Julie, (jouée par Alice Isaaz), est d’abord surprise, puis se prend au jeu, sans doute plus satisfaite d’une relation imaginaire que par celles qu’elle connaît dans la réalité. Mais la mascarade a des règles que Julie ignore et, très vite, il en résulte une tension de plus en plus pesante et c’est l’affrontement entre les deux femmes qui se disputent l’amour d’un homme défunt. On pourrait y voir une passion inspirée du surréalisme, mais c’est peut-être plus un sentiment de jalousie et de culpabilité qui apporte des ingrédients susceptibles de faire craquer cette ambiance bourgeoise, policée et hors du temps, laissant entrevoir la personnalité de chacune des deux femmes.

« Je voulais [explique Baptiste Drapeau] rendre le film le plus intemporel possible en le stylisant au maximum : façonner une maison hors du temps, mélanger les objets anciens avec les objets modernes... C’est un peu la même chose avec la géographie. La ville où se déroule l’histoire n’est jamais nommée. J’ai volontairement éclaté l’espace en mélangeant des éléments a priori incompatibles : une maison que l’on ne trouve pas en ville, un campus qui jouxte un fleuve, des déplacements tantôt en bateau, tantôt à pied, tantôt en tramway. Il est par exemple impossible de savoir si le cimetière est proche ou loin de la maison. L’espace de la maison devait être plus distinct que le monde extérieur. C’est pourquoi toutes les séquences en extérieur sont très elliptiques. » La même rigueur se retrouve dans la lumière et la composition des couleurs : « avoir le moins de couleurs possible à l’intérieur d’une image. Cela renforce son atmosphère et son aspect graphique. Je suis très influencé par le cinéma d’animation où la couleur de chaque détail relève d’un choix. »

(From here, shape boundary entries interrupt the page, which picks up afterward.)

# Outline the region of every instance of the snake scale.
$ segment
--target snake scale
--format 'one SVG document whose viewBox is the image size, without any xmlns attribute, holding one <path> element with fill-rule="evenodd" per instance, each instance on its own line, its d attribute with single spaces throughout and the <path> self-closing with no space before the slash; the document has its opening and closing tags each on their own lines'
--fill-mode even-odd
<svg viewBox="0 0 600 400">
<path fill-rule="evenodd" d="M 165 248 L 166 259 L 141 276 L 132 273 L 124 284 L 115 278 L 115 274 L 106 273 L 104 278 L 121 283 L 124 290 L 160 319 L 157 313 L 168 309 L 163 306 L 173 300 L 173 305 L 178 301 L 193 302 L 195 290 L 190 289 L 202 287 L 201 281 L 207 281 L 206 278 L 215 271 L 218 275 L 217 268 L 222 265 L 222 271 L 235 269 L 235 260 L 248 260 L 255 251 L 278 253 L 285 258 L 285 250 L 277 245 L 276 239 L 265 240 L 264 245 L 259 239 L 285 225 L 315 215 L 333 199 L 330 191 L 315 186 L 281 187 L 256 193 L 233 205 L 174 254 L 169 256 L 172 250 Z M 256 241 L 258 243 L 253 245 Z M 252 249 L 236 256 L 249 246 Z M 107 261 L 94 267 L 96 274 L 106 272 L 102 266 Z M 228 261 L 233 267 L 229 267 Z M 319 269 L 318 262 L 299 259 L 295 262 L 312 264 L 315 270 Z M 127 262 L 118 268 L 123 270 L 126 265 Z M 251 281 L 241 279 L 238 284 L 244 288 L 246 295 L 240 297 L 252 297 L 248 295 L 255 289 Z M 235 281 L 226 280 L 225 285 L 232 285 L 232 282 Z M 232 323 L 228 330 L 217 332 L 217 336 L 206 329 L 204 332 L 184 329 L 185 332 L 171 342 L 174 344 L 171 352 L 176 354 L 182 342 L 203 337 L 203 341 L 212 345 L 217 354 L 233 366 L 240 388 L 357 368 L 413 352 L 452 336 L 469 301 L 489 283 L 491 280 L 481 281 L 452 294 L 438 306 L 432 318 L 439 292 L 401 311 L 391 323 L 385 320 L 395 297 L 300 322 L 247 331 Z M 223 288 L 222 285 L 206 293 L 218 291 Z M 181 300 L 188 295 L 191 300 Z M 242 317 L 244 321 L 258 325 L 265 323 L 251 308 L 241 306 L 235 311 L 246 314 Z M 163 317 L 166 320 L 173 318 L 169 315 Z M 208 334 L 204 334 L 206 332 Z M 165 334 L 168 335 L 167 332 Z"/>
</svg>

Entre réalité et hallucinations — la bande son y est aussi pour beaucoup — les fantasmes s’inversent avec la réalité… Et c’est le coup de force de ce premier film de Baptiste Drapeau, jusque dans l’étalonnage du dernier plan qui joue l’illusion à merveille. Le fantastique serait-elle une nouvelle tendance ? Peut-être. Mais qui s’en plaindrait s’il est de cette qualité ?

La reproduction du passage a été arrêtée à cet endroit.